Center for Open Government: UofL Health provides details on how $35 million taxpayer-backed loan was spent

It was generally understood when University of Louisville officials were lobbying for a $35 million taxpayer-backed loan to purchase Jewish Hospital and other Kentucky One assets, the funds were made available to manage potential cash flow challenges with the acquisition.

Apparently those challenges didn’t materialize, resulting in UofL Health directing the state funds to capital purchases. An accounting of those expenditures was provided as part of UofL Health’s October report to the interim joint Budget Review Subcommittee on Human Resources.

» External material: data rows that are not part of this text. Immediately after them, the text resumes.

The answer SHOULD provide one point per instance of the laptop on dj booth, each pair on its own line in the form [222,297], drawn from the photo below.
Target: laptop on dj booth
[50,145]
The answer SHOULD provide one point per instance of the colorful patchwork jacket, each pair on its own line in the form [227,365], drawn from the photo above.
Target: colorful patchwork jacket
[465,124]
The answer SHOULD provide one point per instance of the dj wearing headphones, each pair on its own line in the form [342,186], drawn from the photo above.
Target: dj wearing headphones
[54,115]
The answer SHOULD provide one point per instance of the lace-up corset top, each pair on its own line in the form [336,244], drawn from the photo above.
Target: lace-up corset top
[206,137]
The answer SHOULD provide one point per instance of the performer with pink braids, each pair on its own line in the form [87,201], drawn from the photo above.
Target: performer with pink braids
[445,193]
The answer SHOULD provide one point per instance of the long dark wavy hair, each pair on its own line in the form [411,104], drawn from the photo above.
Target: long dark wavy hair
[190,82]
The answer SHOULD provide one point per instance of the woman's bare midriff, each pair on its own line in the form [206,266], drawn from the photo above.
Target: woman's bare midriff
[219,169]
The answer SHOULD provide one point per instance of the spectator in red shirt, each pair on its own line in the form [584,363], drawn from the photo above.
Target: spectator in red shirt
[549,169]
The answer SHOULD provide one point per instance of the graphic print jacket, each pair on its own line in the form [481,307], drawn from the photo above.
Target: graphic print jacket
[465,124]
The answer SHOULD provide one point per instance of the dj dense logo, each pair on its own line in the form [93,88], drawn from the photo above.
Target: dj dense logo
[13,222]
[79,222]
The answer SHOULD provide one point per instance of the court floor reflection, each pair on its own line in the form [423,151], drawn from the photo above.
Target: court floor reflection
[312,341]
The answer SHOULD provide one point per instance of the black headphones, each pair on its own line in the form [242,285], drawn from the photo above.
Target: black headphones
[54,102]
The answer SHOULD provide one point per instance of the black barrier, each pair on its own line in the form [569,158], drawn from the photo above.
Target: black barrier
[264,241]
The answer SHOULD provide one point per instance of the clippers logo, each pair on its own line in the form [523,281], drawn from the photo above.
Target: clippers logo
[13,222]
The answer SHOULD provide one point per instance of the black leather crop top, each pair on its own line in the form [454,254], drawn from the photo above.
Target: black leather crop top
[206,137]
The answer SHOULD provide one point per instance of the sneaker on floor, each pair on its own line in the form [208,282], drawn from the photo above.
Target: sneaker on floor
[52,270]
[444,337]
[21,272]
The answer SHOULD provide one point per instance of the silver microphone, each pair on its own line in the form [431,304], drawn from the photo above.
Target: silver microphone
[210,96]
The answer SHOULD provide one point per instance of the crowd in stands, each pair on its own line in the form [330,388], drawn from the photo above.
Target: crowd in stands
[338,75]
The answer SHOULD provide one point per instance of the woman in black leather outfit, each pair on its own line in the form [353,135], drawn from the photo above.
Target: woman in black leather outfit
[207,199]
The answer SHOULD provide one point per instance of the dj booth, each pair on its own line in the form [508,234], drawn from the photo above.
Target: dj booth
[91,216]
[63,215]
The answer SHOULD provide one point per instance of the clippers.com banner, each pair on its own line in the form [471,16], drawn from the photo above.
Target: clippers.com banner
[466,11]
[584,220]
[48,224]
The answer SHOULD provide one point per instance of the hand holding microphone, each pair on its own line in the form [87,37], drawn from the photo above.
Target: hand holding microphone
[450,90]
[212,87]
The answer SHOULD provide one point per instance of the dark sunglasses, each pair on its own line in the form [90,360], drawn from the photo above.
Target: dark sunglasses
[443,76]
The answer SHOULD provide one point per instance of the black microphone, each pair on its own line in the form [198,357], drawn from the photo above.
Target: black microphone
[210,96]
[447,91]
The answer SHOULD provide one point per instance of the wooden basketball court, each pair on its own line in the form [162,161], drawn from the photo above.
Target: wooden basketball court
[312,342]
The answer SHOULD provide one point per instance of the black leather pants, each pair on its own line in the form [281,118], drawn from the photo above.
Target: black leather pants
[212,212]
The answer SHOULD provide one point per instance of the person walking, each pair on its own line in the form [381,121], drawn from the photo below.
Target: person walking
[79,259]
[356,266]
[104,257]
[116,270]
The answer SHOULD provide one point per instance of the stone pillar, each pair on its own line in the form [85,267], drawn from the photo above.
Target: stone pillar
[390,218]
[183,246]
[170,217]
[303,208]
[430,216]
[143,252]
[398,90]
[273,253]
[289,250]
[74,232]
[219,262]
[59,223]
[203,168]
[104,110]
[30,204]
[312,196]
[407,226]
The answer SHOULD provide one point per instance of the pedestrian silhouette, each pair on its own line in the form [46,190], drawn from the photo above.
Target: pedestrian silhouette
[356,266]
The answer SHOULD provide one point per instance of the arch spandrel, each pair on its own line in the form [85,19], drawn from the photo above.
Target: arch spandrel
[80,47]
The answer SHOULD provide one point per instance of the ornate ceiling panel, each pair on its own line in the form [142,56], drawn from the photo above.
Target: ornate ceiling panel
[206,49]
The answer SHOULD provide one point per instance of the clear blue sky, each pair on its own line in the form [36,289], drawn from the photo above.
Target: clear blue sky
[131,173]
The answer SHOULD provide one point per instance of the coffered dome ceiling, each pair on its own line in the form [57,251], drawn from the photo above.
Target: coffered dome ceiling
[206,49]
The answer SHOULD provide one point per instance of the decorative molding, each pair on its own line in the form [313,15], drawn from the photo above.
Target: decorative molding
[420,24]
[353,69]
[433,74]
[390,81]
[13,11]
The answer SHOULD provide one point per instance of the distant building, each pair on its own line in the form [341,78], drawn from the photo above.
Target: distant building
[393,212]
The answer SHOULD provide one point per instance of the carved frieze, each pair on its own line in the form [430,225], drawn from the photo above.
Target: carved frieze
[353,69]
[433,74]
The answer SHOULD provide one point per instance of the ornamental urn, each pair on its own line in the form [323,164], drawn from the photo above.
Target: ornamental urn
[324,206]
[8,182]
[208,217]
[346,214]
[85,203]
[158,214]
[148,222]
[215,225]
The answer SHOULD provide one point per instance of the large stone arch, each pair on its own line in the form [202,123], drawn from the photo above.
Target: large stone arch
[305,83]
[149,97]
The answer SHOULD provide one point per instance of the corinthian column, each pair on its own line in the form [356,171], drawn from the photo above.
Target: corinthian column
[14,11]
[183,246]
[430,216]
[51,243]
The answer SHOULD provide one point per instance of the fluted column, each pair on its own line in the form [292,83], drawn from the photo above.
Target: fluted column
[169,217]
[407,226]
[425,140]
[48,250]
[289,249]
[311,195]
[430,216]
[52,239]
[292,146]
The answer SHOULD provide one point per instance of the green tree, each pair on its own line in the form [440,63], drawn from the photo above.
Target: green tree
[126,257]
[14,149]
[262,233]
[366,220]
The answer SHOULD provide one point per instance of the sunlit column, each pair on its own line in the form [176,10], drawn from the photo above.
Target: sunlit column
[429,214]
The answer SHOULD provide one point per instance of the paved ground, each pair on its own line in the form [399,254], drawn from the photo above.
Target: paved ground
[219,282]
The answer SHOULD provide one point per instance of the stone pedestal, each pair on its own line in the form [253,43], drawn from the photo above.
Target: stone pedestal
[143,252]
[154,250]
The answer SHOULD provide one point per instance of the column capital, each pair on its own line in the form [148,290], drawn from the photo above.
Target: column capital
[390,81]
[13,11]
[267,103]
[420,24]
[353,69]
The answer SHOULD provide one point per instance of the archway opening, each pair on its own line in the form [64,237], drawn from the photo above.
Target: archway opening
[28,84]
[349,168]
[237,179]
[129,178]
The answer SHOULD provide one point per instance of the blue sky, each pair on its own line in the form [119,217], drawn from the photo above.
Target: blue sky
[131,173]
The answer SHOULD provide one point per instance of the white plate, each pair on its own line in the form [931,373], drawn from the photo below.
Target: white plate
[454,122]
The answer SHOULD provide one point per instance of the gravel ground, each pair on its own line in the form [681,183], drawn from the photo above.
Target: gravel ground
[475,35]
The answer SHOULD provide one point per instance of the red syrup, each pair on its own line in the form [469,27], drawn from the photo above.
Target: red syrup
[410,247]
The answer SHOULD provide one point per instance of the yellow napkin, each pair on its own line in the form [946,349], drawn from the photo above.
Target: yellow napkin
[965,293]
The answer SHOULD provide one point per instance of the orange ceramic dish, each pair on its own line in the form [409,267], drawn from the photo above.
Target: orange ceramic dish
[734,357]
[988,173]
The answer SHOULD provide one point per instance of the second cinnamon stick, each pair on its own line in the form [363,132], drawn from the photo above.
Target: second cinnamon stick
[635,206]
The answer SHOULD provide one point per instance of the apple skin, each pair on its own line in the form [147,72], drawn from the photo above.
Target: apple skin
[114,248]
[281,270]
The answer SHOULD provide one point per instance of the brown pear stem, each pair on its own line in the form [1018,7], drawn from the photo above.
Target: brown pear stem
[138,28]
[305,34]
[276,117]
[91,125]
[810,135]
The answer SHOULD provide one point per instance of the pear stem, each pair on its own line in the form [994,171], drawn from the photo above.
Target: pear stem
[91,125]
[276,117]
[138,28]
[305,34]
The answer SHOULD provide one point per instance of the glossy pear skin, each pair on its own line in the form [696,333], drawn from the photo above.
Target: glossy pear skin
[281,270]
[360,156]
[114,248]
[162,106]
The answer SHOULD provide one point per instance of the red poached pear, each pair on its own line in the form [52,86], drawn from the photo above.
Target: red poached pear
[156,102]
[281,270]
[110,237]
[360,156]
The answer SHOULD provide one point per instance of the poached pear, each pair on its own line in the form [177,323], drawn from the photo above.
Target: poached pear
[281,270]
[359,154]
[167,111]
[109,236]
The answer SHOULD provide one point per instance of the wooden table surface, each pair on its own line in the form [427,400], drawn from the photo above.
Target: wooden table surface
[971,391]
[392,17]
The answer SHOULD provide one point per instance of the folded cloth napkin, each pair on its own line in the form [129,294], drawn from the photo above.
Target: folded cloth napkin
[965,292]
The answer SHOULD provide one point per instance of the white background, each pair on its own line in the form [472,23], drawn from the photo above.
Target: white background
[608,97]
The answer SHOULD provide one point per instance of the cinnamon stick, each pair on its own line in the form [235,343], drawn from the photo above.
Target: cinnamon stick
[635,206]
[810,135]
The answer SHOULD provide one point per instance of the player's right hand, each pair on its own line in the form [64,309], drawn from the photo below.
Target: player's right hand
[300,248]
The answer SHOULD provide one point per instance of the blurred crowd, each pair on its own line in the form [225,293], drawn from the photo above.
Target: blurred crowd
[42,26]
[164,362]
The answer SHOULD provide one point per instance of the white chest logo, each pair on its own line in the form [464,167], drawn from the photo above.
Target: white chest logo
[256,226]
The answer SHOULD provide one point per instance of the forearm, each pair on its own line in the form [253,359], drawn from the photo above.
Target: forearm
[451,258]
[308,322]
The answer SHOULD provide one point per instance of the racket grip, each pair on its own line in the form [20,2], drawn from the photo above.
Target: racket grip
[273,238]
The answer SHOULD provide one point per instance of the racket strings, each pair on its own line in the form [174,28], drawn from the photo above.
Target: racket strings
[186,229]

The largest outlay was $13.49 million to upgrade the IT systems at seven facilities. Another $1.2 million was spent on hardware for the same locations, presumably to support the new IT systems. A complete list of the items purchased with the taxpayer funds is included at the bottom of this post.

The Bluegrass Institute opposed the KEDFA loan, arguing that UofL Health, a billion-dollar health care organization, was capable of securing private sector financing to handle the acquisition. Documents obtained by the Center for Open Government through Kentucky’s open records statutes provide evidence to support that argument. (Link , link and link)

One interesting and potentially positive note in UofL Health’s recent presentation to the General Assembly was the third bullet point in this slide:

Accelerated repayment of the loan would make a strong impression with taxpayers, especially if UofL Health agreed to repay the entire $35 million. We’re not counting on it but would be the first to applaud the University’s leadership if they decide to take that bold step.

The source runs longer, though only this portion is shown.